Next Directory is the driving force behind future growth and recently announced special dividends propel this share into high-yield territory.
NEXT Directory is the future
Three months ago I spent some time analysing NEXT from the private investor perspective. From this I concluded that NEXT is a superbly run company producing great results and would be a fantastic buy - in 2008. Back then the shares were, demonstrably, a steal at less than £10; in the 5 years since earnings per share have more than doubled and the share price has multiplied seven-fold!
However besides NEXT shares being expensive, by most metrics, the graph that really gave me pause for thought last year was one of debtor day history. Typically a rising trend-line suggests that a company is relaxing payment terms for its customers and/or having difficulty collecting the money that it's owed. With NEXT Directory becoming ever more important I wondered if this was a harbinger of upset ahead:
Recently though I've come back to NEXT following their Christmas trading statement. In this management set out how sales growth, of 2.9%, came in at the upper end of previous guidance and that full-year profits will hit a tight range of around £775M. So the picture looks pretty rosy although with a decent slug of realism concerning economic prospects for 2015 and tough comparables from last year.

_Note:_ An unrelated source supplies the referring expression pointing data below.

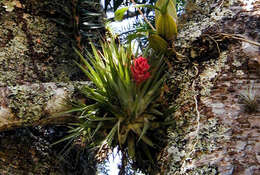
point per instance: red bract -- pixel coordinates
(140, 70)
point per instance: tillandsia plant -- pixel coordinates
(123, 110)
(165, 31)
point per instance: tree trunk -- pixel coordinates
(216, 132)
(37, 76)
(219, 44)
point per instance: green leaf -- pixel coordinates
(145, 128)
(119, 14)
(131, 147)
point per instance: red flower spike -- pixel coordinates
(140, 70)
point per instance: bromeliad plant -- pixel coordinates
(122, 110)
(161, 37)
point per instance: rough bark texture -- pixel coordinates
(215, 134)
(37, 74)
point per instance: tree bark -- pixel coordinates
(215, 134)
(219, 44)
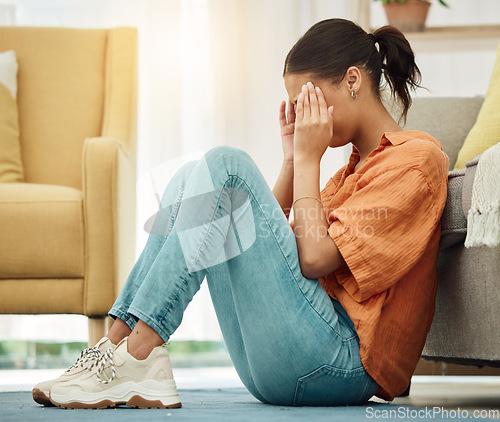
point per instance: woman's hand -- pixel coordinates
(313, 124)
(287, 125)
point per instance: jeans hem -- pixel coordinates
(151, 322)
(127, 319)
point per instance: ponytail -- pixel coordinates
(331, 46)
(398, 65)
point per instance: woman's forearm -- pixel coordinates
(283, 188)
(318, 254)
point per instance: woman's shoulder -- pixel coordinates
(418, 150)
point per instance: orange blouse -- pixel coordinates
(385, 221)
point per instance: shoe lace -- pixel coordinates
(86, 355)
(102, 362)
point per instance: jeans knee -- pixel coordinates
(221, 151)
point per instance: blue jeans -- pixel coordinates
(290, 343)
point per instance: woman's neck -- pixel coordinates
(374, 122)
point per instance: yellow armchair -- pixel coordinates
(67, 234)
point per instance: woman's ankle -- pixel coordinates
(142, 340)
(118, 331)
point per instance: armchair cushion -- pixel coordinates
(42, 231)
(11, 168)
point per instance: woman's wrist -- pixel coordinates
(305, 161)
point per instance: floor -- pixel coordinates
(217, 394)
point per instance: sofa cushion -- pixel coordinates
(453, 220)
(486, 131)
(11, 167)
(42, 231)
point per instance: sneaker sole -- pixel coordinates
(41, 398)
(135, 401)
(145, 395)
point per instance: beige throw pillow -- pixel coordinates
(11, 167)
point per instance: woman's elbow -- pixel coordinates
(315, 267)
(310, 268)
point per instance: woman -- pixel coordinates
(329, 311)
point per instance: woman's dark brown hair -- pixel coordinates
(331, 46)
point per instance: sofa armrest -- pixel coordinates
(109, 219)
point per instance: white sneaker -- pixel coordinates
(118, 378)
(41, 391)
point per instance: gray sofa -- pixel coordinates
(466, 325)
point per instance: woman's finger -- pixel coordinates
(313, 99)
(282, 115)
(323, 108)
(299, 113)
(307, 105)
(291, 112)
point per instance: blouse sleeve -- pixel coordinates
(384, 228)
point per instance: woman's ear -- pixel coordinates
(353, 78)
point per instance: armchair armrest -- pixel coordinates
(109, 217)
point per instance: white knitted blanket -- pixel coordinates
(483, 221)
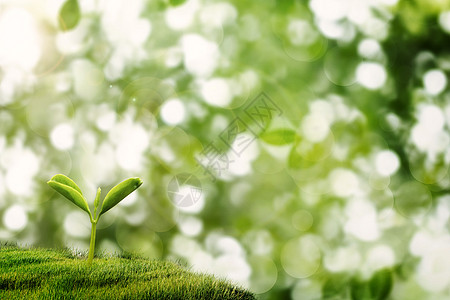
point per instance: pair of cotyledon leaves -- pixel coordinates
(69, 189)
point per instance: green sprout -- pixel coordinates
(69, 189)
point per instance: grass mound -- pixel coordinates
(59, 274)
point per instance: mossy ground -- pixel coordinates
(59, 274)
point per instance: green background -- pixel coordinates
(312, 137)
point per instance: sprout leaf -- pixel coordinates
(119, 192)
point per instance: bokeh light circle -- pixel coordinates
(412, 198)
(301, 257)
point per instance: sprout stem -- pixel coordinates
(92, 244)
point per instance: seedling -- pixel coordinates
(69, 189)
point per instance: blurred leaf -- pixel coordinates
(360, 290)
(295, 160)
(176, 2)
(381, 284)
(119, 192)
(279, 137)
(69, 192)
(378, 288)
(69, 15)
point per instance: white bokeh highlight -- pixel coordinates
(371, 75)
(62, 136)
(173, 112)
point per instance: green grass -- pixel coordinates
(58, 274)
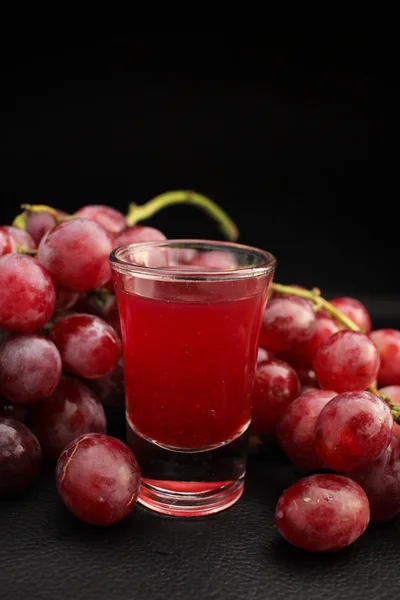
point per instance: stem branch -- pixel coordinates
(319, 302)
(145, 211)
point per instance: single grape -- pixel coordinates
(380, 480)
(353, 429)
(263, 355)
(307, 378)
(89, 346)
(76, 255)
(37, 224)
(392, 391)
(387, 342)
(65, 300)
(20, 455)
(110, 389)
(98, 479)
(27, 293)
(104, 306)
(302, 355)
(7, 242)
(295, 428)
(136, 234)
(276, 385)
(30, 368)
(109, 218)
(21, 238)
(72, 410)
(322, 513)
(18, 412)
(354, 310)
(287, 321)
(347, 361)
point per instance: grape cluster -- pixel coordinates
(339, 423)
(60, 350)
(326, 385)
(60, 358)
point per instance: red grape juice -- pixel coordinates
(190, 351)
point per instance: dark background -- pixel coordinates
(287, 128)
(290, 130)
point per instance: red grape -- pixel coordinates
(263, 355)
(136, 234)
(98, 479)
(110, 219)
(307, 378)
(70, 411)
(392, 391)
(322, 513)
(7, 242)
(12, 411)
(388, 343)
(275, 386)
(380, 480)
(105, 307)
(37, 224)
(30, 368)
(76, 255)
(65, 299)
(27, 293)
(110, 389)
(89, 346)
(353, 429)
(347, 361)
(354, 310)
(302, 355)
(295, 429)
(21, 238)
(287, 321)
(20, 455)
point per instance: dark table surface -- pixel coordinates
(46, 554)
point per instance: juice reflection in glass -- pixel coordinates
(190, 318)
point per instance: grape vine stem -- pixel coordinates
(145, 211)
(320, 303)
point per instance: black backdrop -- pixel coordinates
(288, 131)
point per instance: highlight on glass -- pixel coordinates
(190, 315)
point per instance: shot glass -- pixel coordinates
(191, 314)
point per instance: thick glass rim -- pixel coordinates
(267, 263)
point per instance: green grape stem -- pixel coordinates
(145, 211)
(320, 303)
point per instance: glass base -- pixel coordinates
(188, 483)
(189, 499)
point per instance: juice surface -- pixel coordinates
(189, 367)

While considering this statement I realised that previously I erred and should have thought to examine the turnover and receivables of Retail and Directory separately. In the former there are almost no receivables as customers willingly hand over their cash before the company even pays its own suppliers! With Directory sales there is, by design, a long credit period for customers and thus a tail of outstanding debtors. It turns out that despite Directory turnover almost tripling in the last decade this tail remains well managed:
With this Retail/Directory split in mind I've also plugged into my spreadsheet the operating profit figures, for each side of the firm, to check how the margins stack up. Previously I looked at the blended margin, which is both stable and high at around 16%, but teasing apart the percentages is nothing short of a revelation:
Quite simply NEXT Directory benefits from excellent, at above 20%, and sharply increasing margins on the whole of its business. Given the present level of investment in this area, and focus on online expansion, I can easily see how management are planning to maintain growth, cash-flow and a ROCE in excess of 50%.

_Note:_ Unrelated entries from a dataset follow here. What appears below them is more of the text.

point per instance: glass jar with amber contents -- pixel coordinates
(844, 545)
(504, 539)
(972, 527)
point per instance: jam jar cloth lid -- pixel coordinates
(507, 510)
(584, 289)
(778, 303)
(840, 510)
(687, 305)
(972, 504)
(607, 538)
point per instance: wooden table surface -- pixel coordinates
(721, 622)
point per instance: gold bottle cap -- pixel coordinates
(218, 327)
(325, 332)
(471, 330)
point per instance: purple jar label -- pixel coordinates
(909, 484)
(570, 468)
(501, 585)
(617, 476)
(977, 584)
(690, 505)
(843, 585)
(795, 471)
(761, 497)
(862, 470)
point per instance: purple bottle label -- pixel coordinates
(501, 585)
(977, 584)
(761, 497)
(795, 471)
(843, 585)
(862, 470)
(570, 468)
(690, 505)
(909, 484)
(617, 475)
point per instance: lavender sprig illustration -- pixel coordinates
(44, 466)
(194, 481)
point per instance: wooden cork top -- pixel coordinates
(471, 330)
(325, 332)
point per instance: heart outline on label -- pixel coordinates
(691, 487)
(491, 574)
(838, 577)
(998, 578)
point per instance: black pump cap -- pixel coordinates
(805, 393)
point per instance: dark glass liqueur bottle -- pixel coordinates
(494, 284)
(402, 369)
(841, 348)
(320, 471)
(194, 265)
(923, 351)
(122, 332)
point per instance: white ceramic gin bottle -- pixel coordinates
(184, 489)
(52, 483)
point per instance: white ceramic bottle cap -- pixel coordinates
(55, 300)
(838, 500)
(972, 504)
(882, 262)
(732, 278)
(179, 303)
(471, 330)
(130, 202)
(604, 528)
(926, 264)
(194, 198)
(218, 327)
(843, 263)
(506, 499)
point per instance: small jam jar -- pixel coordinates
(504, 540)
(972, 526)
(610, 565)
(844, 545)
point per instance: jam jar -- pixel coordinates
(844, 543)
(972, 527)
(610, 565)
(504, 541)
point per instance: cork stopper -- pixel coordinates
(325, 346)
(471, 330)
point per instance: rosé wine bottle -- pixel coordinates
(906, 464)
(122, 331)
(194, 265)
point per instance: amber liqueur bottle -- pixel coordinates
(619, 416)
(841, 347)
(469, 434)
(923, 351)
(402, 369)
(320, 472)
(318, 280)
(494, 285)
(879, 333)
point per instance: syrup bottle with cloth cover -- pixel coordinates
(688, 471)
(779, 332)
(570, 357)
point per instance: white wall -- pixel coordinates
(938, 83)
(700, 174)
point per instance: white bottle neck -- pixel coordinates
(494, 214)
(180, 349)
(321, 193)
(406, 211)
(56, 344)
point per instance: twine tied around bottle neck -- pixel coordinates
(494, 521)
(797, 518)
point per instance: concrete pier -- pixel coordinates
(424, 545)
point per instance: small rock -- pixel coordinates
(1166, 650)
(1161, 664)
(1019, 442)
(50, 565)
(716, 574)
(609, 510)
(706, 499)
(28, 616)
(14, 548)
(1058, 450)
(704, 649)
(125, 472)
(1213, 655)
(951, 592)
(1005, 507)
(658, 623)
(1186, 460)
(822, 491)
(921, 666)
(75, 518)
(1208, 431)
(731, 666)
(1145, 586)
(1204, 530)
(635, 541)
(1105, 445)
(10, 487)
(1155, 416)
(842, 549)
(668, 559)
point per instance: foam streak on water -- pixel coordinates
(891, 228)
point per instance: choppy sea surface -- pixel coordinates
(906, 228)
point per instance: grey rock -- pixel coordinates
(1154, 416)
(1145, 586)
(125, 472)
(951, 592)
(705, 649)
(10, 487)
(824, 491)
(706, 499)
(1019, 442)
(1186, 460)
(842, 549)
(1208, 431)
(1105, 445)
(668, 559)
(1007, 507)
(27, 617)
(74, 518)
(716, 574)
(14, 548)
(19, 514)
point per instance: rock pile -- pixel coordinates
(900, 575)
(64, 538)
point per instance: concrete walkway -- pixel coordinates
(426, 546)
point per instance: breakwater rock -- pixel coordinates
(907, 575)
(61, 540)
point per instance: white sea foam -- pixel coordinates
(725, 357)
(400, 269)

High yield and high quality
Along with the concerns noted above I was also, previously, left with something of a dilemma regarding NEXT as an income stock. In years gone by management have invested large chunks of free cash-flow into share buy-backs and left shareholders with a reasonable but low yield of around 3% (on average). There's no doubt that this has proven an effective strategy, which makes a nice change, but nothing feels quite so much like a decent return as cash in your pocket!
However the Christmas trading statement provides a bit of a fillip in this direction with the announcement that buybacks are currently postponed, due to the buoyant share price, and that there would be another special dividend of 50p. A welcome surprise. In addition the proclamation intimates that buybacks might not be possible for quite some time; given the prevailing share price and profit forecasts for 2016.

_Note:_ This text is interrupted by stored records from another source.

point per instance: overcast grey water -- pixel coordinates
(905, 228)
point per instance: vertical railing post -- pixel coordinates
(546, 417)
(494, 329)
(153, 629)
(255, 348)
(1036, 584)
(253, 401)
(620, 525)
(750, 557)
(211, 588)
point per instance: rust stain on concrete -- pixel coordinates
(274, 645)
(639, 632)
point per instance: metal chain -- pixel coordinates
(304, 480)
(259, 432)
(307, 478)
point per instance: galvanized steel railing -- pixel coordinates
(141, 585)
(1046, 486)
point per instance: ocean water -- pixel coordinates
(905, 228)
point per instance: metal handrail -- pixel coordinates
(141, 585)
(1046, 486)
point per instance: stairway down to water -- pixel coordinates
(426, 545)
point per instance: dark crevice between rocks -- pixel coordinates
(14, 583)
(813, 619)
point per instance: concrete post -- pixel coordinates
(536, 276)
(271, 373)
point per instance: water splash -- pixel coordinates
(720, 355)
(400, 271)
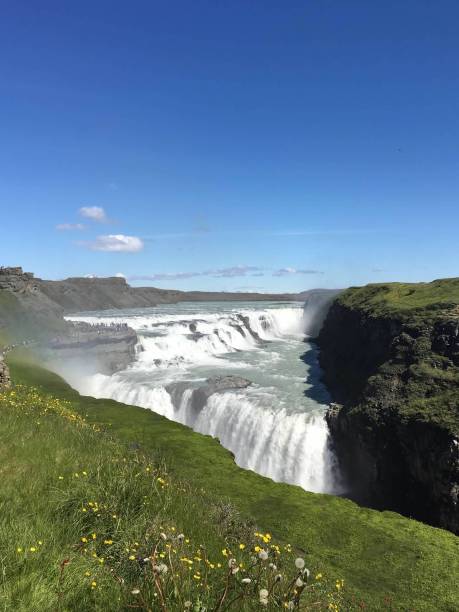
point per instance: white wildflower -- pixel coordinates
(299, 563)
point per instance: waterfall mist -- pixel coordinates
(264, 413)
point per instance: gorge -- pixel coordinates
(236, 370)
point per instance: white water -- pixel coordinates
(275, 427)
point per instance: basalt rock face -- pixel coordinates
(92, 348)
(394, 372)
(30, 317)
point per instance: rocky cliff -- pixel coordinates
(80, 294)
(30, 317)
(390, 356)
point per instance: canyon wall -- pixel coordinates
(390, 357)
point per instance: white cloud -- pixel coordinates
(115, 243)
(290, 271)
(95, 213)
(69, 226)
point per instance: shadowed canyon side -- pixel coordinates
(390, 355)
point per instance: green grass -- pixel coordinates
(83, 520)
(381, 556)
(404, 298)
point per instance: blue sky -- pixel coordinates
(230, 145)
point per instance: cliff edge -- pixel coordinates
(390, 356)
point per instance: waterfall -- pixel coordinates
(270, 426)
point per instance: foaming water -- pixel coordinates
(274, 426)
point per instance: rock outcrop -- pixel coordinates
(392, 364)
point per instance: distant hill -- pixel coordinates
(83, 294)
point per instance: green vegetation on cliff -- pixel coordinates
(406, 300)
(384, 559)
(390, 356)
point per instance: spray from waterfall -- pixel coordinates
(270, 426)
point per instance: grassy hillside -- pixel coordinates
(386, 561)
(404, 299)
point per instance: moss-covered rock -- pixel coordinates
(390, 355)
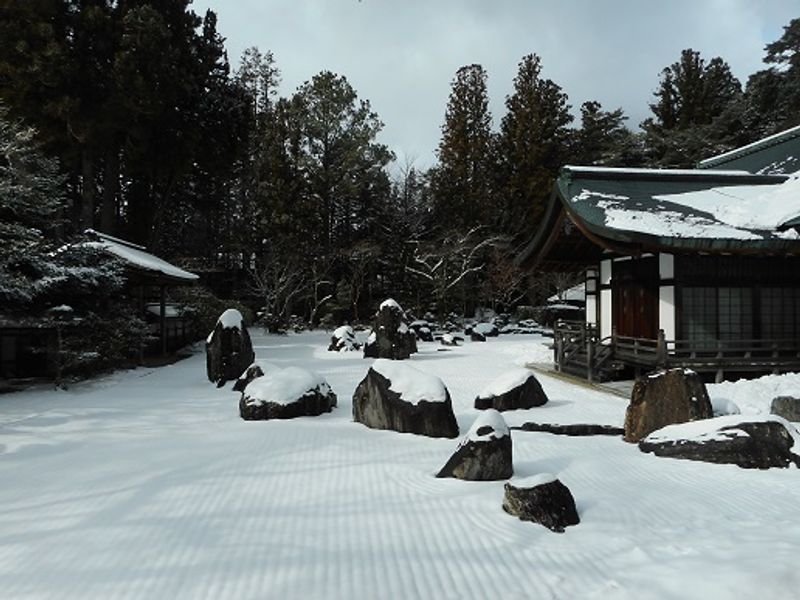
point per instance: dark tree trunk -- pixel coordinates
(108, 210)
(88, 190)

Suddenly then the prospect of receiving 150p in ordinary dividends, and the same again in special dividends, becomes a whole lot more real. Even now, with the share price at 7165p, this equates to a yield of almost 4.2%; a lot more than the median forecast yield of 2.98%, for all dividend paying stocks in the market, and enough of a signal for me to press the big red buy button!
Of course life is full of surprises and sometimes they're good ones! Just three days ago NEXT revealed a further special dividend, this time hoisted to 60p a share, with the coda that we might well receive one of these a quarter. Altogether then this could lead to a whopping payout of 390p over the coming year and that translates into a yield of near 5.5%. Given how my high-yield screen only returns 25 shares, that I might be inclined to invest in, with a yield above this level then NEXT is a pretty good bet if you're an income investor.